Escaping strings to prevent unexpected interpolation or code injection

Nextflow does not do anything special with strings when they are interpolated into scripts. This makes it a vector for code injection, in the worst case, or at the least, potentially unexpected output when strings contain special characters, etc.

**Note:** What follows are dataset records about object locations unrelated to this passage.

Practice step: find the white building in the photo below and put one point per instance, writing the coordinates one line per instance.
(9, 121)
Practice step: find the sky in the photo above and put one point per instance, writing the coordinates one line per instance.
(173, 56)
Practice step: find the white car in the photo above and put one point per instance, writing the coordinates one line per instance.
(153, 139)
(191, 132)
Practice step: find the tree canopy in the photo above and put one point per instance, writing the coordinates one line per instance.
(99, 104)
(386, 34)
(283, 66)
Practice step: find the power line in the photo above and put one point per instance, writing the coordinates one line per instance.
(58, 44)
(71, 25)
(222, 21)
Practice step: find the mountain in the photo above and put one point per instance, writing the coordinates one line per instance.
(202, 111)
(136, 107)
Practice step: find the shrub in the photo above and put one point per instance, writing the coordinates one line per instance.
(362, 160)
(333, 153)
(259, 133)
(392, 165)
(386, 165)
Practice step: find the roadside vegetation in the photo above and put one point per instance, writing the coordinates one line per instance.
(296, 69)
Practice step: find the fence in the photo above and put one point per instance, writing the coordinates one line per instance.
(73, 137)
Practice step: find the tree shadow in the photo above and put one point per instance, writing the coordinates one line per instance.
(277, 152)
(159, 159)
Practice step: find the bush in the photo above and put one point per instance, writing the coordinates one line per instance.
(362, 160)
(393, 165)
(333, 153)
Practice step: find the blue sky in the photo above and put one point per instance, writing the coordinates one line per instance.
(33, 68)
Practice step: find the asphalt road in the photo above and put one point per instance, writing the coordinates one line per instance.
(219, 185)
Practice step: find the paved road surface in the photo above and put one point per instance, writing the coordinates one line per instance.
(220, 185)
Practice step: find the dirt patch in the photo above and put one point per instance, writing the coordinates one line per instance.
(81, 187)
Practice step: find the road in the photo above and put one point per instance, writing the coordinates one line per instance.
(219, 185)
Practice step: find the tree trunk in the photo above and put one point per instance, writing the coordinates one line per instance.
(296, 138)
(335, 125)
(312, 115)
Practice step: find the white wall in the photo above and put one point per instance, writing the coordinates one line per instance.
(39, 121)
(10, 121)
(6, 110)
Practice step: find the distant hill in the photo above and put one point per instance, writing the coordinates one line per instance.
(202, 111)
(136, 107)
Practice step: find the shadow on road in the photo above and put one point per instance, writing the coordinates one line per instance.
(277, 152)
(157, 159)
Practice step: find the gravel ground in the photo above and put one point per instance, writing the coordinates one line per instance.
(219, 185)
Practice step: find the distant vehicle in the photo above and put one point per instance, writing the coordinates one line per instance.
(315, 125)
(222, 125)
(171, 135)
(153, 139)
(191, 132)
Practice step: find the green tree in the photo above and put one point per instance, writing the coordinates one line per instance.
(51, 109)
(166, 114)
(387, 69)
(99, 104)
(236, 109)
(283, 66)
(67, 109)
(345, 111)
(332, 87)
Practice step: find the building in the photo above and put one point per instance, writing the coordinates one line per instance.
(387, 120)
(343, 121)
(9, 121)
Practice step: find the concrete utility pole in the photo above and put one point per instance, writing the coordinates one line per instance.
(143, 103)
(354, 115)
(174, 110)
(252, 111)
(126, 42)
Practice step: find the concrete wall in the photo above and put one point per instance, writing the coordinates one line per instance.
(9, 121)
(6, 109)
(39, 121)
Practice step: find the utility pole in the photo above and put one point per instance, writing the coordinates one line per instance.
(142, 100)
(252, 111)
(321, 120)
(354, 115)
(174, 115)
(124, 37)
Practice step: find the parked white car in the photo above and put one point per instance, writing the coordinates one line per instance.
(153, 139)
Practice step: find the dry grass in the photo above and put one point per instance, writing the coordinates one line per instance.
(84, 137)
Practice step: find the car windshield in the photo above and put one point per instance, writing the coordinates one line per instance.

For shell scripting, at least, Apache Commons contains functionality to perform escaping. This can be leveraged in Nextflow like so:

@Grab(group='org.apache.commons', module='commons-text', version='1.11.0')
import org.apache.commons.text.StringEscapeUtils

process escapeInput {
    input: val(unescaped)
    output: stdout

    script:
        escaped = StringEscapeUtils.escapeXSI(unescaped as String)

        """
        printf "Unescaped: [%s]\n" "${unescaped}"
        printf "Escaped:   [%s]\n" "${escaped}"
        """
}

workflow {
    // WARNING Code injection vector; use responsibly!
    Channel.of('"; echo INJECTION; #')
    | escapeInput
    | view
}

The output of this both demonstrates the problem – INJECTION is written to stdout – and the fix, with the escaped string:

N E X T F L O W  ~  version 22.10.6
Launching `./main.nf` [goofy_ekeblad] DSL2 - revision: 4243c4502c
executor >  local (1)
[72/405e25] process > escapeInput (1) [100%] 1 of 1 ✔
Unescaped: []
INJECTION
Escaped:   ["\;\ echo\ INJECTION\;\ \#]

Hi, @Xophmeister ! Thanks for bringing this up. Could you please open an issue in the GitHub repository here?

Of course, the challenge here is Nextflow is doing code injection; we want to run arbitrary code within the process to complete the workflow! Nextflow manages this by deferring to your infrastructure and your process will only have the permissions you grant it, but I’m sure we can refine this and reduce the scope to make this better.

Of course, for most use cases you’d want to sanitise the value, so adding a safe directive or operator makes sense but will need a way of turning it off.